Si cambiamos nuestra mirada habitual, pueden aparecer un conjunto de distinciones nuevas que nos pueden permitir tomar acciones diferentes e impensadas. Por esto un ligero cambio en el observador puede cambiar totalmente cambia nuestro espacio de posibilidades. Si cambiamos la conversación ocurre algo similar. Las explicaciones intentan sintetizar y plasmar modelos de vida a través de las palabras.Esto a veces significa acrecentar en forma errónea la importancia de ciertos sucesos, para dar coherencia y cabida a las explicaciones en nuestra vida cotidiana, lo cual puede generar interpretaciones sin mayor fundamento.

En nuestras vidas, todos los instantes cuentan no solamente aquellos que elegimos o vemos que están asociados en nuestra narrativa.
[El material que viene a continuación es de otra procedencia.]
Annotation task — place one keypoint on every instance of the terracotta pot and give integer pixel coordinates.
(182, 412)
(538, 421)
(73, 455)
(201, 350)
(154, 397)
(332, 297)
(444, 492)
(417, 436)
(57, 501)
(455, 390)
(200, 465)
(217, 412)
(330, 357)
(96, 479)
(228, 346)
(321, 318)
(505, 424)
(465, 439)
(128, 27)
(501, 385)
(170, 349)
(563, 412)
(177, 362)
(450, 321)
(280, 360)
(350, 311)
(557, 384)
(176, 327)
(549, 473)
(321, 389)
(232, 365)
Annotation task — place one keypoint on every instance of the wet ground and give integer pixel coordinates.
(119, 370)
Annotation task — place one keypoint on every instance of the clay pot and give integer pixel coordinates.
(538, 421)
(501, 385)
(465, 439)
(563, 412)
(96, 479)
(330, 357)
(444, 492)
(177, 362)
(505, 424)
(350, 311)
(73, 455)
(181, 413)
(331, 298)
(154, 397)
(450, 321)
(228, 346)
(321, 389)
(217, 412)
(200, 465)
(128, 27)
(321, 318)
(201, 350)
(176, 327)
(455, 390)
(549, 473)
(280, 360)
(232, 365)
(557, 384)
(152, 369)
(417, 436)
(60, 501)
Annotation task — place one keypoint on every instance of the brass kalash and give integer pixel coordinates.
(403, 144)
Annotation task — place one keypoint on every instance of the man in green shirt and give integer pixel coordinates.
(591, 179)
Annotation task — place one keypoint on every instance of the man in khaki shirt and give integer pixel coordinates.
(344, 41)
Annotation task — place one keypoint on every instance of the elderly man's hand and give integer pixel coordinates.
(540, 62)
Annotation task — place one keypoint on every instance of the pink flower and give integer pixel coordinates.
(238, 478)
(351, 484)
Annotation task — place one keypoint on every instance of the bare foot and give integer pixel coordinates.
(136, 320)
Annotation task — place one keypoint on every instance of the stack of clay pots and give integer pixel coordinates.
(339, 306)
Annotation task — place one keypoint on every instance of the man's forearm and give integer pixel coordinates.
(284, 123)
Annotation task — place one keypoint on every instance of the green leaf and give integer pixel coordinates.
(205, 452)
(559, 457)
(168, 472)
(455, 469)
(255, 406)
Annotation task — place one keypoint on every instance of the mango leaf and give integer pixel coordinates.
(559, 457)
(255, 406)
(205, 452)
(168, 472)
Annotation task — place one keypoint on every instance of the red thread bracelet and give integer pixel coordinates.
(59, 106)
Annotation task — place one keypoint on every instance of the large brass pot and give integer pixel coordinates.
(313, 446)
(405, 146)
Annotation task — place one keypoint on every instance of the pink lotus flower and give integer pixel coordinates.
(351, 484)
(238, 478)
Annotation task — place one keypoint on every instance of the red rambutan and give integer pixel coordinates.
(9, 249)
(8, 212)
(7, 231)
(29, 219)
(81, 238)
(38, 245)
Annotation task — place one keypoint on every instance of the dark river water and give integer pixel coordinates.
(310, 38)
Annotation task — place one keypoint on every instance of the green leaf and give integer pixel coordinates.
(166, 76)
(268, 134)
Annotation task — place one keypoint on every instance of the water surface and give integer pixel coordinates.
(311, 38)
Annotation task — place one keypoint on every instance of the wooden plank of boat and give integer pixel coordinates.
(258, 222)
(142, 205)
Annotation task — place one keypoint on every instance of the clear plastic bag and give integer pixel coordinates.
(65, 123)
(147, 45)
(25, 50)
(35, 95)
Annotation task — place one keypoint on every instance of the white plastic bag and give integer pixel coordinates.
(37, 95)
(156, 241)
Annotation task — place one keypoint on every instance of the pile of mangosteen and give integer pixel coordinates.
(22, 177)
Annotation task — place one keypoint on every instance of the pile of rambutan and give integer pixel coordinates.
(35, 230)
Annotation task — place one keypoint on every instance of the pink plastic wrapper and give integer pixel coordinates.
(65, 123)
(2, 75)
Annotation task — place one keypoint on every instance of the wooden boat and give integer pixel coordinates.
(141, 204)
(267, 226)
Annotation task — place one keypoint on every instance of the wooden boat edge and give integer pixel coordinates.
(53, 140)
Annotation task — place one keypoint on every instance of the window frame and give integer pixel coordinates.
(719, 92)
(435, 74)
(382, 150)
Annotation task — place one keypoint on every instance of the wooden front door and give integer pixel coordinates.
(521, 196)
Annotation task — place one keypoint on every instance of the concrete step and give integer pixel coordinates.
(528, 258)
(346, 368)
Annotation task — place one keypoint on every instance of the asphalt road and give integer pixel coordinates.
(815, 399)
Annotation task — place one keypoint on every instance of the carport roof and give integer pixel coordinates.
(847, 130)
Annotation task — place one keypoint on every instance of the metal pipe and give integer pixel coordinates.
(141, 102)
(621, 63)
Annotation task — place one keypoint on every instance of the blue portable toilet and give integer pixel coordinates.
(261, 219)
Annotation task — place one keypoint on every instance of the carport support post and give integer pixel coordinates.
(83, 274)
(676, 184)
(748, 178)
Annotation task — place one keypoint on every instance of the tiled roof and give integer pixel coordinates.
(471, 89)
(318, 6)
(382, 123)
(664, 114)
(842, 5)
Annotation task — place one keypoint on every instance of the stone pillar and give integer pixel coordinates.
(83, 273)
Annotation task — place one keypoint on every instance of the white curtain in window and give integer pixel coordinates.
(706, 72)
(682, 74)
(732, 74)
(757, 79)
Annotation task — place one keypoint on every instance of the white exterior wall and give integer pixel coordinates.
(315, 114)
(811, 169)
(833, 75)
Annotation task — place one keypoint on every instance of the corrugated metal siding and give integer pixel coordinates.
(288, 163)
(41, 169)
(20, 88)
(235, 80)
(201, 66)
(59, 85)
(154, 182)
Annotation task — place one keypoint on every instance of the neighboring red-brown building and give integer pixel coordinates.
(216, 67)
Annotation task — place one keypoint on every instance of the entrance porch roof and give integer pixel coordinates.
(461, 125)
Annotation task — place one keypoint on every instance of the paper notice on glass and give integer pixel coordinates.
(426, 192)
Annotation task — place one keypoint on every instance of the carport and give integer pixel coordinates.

Al no tomar en cuenta estos hechos, probablemente intrascendentes, la importancia de los pocos momentos que destacamos está distorsionada.

Siempre que contamos nuestra historia dando consejos a otros de que nos resultó o resulta para resolver nuestros problemas, sólo podemos hacer eso, contar nuestra historia, no sabemos que funcionó o qué nos funciona, sólo conocemos nuestra historia, la historia que contamos, sin embargo nuestras historias acostumbran a cambiar sin darnos cuenta o sin aviso. Podemos dar consejos que nunca hemos seguido y nosotros mismos somos incapaces de cumplir.